Suddaby argued the measure was too subjective, leaving open the possibility for a variety of interpretations, and therefore unconstitutional — similar to the reasoning the Supreme Court gave for tossing New York’s previous concealed carry law. He also took lawmakers to task for failing to add a qualifier that makes clear that permit holders can use their guns for self-defense.
All in all, Suddaby knocked the new gun control laws as less of a “measured response” to the Supreme Court ruling and more of a “wish list of exercise-inhibiting restrictions glued together by a severability clause in case some of the more fanciful restrictions were struck down.”

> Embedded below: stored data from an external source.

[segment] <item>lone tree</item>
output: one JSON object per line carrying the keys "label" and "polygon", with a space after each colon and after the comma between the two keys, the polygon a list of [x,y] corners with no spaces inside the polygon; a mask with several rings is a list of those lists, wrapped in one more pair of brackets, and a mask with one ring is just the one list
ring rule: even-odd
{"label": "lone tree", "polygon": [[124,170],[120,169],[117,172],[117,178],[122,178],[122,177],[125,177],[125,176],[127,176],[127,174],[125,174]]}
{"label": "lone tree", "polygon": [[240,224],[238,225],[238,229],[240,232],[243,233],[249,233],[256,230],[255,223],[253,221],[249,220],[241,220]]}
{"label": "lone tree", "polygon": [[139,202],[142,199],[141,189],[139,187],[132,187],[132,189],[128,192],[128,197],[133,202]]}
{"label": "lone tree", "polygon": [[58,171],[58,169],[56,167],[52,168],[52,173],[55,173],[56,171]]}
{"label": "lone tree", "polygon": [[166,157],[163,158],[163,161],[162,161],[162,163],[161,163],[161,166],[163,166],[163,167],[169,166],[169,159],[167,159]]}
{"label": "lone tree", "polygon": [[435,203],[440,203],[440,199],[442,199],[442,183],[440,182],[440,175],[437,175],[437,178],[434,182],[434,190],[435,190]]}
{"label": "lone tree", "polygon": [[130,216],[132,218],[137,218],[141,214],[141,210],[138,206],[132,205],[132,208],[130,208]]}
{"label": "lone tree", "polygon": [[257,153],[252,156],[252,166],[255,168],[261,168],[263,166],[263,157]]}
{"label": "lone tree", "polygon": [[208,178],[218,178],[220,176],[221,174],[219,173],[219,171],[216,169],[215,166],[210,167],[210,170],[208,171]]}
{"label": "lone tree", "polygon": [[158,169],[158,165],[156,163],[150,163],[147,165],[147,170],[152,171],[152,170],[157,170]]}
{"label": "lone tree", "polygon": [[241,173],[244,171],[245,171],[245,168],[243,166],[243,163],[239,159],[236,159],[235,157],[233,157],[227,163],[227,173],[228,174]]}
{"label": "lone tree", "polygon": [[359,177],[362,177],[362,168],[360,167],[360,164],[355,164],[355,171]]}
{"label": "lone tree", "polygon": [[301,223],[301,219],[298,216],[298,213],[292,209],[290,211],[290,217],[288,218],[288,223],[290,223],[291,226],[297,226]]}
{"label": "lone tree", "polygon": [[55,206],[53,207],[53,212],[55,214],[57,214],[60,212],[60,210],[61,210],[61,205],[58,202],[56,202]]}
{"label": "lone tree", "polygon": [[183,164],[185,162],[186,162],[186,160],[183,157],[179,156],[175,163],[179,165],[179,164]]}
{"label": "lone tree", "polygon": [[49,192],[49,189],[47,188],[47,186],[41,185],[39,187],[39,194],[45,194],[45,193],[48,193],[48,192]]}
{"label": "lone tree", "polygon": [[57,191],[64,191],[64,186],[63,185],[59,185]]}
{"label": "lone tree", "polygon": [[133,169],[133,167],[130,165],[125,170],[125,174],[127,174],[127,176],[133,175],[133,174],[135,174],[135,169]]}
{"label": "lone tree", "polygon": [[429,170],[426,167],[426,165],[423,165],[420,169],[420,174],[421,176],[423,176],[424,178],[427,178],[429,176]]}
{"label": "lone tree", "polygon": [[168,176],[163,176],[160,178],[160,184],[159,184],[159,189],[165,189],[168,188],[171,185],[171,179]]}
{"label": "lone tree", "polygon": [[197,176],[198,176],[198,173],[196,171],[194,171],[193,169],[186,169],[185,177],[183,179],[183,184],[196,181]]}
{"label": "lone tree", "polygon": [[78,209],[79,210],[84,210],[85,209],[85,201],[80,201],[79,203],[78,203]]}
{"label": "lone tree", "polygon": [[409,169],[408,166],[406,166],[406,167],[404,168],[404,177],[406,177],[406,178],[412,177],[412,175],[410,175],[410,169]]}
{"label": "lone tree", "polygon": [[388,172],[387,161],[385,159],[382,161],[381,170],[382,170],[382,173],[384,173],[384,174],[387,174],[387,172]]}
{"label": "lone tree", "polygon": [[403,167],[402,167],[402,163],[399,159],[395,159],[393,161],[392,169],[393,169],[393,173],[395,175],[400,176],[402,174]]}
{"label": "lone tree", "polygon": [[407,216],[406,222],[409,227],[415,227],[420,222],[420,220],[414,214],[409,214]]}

Suddaby, the chief judge of New York’s Northern District that stretches from Albany toward Syracuse and up to the Canadian border, was appointed in 2007 by then-President George W. Bush.
New York’s top Democrats sought to accentuate the positives in Suddaby’s ruling, noting that he allowed the laws to take effect.
“It is a just and right decision, and our smart, sensible gun laws will go into effect as planned … to keep New Yorkers safe,” Hochul said in a statement.
Attorney General Letitia James, whose office defended the Hochul administration in the lawsuit, called it “a victory in our efforts to protect New Yorkers,” and went as far as to take a victory lap over the gun lobby on Twitter.
“The gun lobby is trying to destroy New York’s common-sense gun law,” she tweeted. “We beat them in court. Let’s go.”
But at least one other lawsuit — filed by former congressional candidate Carl Paladino of Buffalo — remains pending. And, following Suddaby’s ruling, more are likely on the way — including the possibility of a suit from the New York State Rifle and Pistol Association, the NRA affiliate that was the lead plaintiff in the Supreme Court case earlier this year.
“This illegal law will go down,” the state Republican Party tweeted late Wednesday.